ROANOKE TIMES

                         Roanoke Times
                 Copyright (c) 1995, Landmark Communications, Inc.

DATE: THURSDAY, October 21, 1993                   TAG: 9310210009
SECTION: CURRENT                    PAGE: NRV-17   EDITION: NEW RIVER VALLEY 
SOURCE: By Stephen Foster staff writer
DATELINE: PILOT                                LENGTH: Medium


ECONOMICS IS DRAW SAY FLOYD GROUP HOME PLANNERS

Economics, not Floyd County's lack of zoning laws, is a primary reason VMH Inc. of Christiansburg chose a site in Floyd County for a proposed group home for troubled youths, VMH officials said Tuesday night.

That, and a lack of any other similar facility in the New River Valley, they said.

VMH wants to build the home on a 30-acre site in the Possum Hollow section of Floyd County, near the Montgomery County line. It would house 16 children.

"Why here?" a group of citizens asked at a meeting at the Pilot Community Center between citizens and VMH officials.

"Economics," replied Janaka Casper, VMH's executive director.

"This is a bargain for us," said Stephen Duncan, VMH's director of operations. The owner of the site has offered to sell it for $60,000, a figure some citizens said was expensive, but which Duncan said was offset by other factors in the deal.

"I just think it's a good deal," said Casper, citing a soil analysis study that had shown the land can handle a septic system for the home, a creek and barn on the site, and the scenic beauty.

The home would be used to treat children from the New River Valley who would normally go to other homes around the state, said Susan Duncan, director of Tekoa Inc., the corporation formed to run the home. They may be homeless, abandoned, abused, or have psychological disorders - "kids who need services to pull themselves together."

VMH initially tried to set up the home last year in Giles County, but was unable to when that county would not change its zoning laws. Stephen Duncan said several sites were looked at before settling on the Possum Hollow site.

Without zoning, Floyd County has no legal authority to prevent the home from being built.

"That was not the determining factor" in deciding to build in Floyd County, Casper said Wednesday.
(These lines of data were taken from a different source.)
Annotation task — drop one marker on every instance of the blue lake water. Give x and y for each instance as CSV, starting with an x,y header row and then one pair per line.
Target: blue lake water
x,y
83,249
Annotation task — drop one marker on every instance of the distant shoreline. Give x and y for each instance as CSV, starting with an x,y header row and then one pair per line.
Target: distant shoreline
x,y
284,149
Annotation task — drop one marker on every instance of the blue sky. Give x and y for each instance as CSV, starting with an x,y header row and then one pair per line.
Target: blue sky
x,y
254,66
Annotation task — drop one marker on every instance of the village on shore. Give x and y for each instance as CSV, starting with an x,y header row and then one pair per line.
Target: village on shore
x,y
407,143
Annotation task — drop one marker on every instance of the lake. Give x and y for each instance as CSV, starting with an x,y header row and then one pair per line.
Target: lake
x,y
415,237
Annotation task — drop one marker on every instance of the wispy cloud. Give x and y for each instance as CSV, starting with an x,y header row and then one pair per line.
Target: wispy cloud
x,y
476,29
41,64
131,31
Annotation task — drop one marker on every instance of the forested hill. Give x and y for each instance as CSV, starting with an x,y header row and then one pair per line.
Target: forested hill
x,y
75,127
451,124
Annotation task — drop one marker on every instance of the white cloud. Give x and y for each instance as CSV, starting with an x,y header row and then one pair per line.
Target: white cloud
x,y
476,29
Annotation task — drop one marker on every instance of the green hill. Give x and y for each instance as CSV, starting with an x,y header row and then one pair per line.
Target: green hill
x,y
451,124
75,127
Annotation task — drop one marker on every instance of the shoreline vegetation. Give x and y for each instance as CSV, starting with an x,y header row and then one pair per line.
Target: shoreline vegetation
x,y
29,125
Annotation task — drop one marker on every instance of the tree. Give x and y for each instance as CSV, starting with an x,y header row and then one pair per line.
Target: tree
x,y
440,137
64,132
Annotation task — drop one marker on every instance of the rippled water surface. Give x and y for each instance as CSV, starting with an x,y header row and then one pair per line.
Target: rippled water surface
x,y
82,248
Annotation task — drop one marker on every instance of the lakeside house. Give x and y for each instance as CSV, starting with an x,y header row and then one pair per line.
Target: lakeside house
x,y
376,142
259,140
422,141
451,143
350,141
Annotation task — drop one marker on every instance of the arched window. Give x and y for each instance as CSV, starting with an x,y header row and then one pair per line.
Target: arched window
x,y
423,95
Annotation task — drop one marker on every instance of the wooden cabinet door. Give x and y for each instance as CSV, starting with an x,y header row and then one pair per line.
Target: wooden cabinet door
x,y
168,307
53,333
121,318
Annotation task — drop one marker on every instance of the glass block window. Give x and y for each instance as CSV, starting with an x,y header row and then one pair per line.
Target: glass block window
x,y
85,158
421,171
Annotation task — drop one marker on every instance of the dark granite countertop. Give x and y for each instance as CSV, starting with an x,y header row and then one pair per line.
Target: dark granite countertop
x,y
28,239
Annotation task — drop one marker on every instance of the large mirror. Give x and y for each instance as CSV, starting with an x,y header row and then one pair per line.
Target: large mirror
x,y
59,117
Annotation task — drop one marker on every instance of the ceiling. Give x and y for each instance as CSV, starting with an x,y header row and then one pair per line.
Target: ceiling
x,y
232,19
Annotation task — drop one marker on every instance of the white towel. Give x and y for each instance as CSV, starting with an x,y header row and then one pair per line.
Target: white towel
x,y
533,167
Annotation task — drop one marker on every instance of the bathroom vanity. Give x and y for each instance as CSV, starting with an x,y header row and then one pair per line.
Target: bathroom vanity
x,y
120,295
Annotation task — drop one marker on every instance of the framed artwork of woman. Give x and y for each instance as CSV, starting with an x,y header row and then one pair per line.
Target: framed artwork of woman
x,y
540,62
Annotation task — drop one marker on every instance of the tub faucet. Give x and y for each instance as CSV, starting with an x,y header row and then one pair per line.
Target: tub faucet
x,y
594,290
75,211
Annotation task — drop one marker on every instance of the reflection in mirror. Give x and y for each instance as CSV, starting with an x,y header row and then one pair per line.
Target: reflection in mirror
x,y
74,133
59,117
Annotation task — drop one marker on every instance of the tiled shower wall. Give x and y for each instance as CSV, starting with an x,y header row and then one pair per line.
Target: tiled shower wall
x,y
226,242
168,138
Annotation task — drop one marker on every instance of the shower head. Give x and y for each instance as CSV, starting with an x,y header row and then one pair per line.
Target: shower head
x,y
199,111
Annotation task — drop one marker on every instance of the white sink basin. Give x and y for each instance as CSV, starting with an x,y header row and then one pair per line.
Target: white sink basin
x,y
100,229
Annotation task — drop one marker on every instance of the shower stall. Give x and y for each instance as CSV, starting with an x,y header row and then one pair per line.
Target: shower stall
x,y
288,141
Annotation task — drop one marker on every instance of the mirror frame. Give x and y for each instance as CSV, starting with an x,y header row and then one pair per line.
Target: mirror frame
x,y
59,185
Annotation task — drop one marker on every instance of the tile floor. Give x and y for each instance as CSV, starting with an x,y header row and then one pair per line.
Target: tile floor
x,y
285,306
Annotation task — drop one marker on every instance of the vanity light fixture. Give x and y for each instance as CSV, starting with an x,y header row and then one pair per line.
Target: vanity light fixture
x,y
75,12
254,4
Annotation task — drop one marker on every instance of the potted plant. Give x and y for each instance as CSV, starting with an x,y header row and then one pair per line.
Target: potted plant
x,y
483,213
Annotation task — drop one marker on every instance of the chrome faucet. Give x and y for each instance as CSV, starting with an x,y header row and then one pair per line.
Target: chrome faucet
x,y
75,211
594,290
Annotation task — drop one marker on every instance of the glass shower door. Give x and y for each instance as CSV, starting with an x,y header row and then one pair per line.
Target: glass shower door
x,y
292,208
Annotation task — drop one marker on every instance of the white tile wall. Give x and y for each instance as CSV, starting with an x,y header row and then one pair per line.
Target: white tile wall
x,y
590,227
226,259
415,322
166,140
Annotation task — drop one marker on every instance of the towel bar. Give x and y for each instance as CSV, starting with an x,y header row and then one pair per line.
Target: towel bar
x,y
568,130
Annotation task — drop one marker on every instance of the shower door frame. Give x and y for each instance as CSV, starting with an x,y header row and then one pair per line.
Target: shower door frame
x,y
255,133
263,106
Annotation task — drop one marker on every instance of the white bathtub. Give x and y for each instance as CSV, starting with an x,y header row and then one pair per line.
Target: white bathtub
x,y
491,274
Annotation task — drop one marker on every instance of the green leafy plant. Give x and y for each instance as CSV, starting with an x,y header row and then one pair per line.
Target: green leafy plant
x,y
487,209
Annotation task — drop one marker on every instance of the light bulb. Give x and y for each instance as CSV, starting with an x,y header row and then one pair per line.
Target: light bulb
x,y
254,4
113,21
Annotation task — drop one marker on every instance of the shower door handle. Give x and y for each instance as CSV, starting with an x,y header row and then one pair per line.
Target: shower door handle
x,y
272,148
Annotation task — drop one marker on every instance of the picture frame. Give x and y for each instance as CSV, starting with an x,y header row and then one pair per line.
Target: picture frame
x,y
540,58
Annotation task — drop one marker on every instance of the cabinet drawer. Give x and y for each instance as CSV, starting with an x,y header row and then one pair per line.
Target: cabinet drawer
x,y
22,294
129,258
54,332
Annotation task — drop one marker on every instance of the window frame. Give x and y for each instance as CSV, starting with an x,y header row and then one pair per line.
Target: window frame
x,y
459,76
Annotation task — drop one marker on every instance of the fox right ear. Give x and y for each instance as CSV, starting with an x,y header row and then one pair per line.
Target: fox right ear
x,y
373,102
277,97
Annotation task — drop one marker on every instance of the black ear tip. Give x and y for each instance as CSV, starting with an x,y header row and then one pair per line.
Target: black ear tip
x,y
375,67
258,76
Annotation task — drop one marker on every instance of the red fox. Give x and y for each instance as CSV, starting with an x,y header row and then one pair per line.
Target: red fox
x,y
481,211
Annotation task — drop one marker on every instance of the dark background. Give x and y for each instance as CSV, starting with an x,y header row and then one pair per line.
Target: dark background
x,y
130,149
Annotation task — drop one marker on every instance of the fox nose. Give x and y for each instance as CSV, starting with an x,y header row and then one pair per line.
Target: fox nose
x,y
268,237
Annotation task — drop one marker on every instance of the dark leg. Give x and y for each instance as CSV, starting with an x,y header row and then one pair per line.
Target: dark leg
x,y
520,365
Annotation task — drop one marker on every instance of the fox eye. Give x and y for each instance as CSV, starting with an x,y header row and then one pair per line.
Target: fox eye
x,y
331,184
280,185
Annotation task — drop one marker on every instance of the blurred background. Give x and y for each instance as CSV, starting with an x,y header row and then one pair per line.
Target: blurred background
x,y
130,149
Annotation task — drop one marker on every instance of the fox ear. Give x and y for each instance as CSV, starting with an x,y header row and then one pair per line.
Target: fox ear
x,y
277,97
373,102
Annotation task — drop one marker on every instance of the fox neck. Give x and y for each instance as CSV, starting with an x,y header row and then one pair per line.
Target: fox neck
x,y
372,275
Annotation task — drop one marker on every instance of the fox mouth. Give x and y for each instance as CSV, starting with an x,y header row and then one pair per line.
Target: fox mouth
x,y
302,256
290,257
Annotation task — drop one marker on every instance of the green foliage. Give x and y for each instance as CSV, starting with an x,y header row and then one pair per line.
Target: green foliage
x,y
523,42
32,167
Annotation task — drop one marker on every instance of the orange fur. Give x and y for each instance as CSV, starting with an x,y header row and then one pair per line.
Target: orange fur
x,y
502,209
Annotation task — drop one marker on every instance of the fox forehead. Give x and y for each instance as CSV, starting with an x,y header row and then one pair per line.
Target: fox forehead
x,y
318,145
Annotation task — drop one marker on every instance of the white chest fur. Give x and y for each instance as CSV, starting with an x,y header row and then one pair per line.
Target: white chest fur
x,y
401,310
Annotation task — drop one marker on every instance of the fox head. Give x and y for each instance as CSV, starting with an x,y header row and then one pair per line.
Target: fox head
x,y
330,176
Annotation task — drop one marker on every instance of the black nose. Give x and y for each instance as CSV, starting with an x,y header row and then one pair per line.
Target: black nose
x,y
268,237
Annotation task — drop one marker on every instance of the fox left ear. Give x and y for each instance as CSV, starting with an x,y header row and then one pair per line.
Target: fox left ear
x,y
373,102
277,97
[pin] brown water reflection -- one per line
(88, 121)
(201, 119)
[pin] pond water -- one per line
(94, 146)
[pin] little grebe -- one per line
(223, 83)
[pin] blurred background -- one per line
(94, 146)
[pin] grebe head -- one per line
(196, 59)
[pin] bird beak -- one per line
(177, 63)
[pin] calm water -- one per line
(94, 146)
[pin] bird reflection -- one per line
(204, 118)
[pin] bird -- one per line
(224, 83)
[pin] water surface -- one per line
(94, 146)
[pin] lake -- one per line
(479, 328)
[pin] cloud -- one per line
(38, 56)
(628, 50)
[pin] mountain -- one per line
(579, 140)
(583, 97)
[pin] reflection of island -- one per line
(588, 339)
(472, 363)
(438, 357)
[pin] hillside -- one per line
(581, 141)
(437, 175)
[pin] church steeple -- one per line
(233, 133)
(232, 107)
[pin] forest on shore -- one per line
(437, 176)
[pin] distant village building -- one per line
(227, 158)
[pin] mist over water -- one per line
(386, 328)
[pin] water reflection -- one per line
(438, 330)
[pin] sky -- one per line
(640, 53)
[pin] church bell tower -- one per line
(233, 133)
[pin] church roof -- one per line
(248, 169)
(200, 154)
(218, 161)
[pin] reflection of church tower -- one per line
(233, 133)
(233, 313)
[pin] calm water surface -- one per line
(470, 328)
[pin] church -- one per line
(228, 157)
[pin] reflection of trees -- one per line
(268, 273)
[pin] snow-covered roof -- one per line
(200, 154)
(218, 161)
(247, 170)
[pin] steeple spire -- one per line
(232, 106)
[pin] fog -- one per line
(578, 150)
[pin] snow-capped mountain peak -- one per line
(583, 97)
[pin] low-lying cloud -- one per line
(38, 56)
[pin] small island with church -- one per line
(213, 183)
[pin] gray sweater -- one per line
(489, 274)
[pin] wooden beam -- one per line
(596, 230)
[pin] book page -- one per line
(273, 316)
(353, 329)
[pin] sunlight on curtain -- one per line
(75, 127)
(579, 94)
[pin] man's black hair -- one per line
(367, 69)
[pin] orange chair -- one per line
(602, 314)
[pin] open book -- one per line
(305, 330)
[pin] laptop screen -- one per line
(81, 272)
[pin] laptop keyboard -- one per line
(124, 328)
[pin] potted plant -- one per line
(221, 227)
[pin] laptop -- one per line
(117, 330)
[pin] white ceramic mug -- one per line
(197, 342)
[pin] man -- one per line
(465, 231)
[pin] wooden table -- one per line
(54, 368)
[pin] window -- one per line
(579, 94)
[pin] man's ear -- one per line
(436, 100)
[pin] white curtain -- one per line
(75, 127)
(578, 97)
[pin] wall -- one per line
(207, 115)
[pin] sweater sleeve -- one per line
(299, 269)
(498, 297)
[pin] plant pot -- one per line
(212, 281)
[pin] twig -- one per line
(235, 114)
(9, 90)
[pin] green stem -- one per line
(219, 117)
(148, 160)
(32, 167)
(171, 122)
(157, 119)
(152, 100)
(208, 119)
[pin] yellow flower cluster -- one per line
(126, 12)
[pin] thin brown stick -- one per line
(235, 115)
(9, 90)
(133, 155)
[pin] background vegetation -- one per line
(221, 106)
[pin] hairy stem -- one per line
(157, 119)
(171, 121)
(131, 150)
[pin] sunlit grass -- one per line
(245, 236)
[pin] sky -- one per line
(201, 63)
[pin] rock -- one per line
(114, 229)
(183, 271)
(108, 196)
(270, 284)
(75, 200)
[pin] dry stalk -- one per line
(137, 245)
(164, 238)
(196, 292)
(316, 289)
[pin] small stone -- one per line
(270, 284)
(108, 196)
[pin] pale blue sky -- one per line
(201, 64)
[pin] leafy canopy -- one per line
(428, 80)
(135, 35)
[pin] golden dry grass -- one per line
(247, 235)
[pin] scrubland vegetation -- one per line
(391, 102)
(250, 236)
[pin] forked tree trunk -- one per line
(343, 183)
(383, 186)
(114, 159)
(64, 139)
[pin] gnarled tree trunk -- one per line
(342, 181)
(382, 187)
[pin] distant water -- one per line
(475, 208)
The meeting Tuesday was called to allow the citizens - about 60 of which attended - to ask questions of VMH. A meeting was held last week in the Floyd County courthouse when no VMH officials were able to attend.

A murmur filtered through the cramped room when Earl Frith asked what was the meeting's point if the project was already permitted. Someone mentioned' that the Virginia Department of Housing and Community Development still hasn't decided if it will approve a $350,000 loan to fund the home's construction. Department officials were in the audience listening.

Many in the crowd argued vehemently that VMH is taking the nature of Floyd County winters too lightly, that snow and ice makes roads impassable, and 16 children could be in danger if not properly prepared.

They wanted to know how the home would be run, and who would run it. The staff has not yet been assembled.

Finally, Gayle Stone, one of the two mediators called in to facilitate the meeting, urged the crowd to forget missed past opportunities - or lack thereof - to speak, and to work with the chance they had.

"You don't have to like them; it just has to work," she said.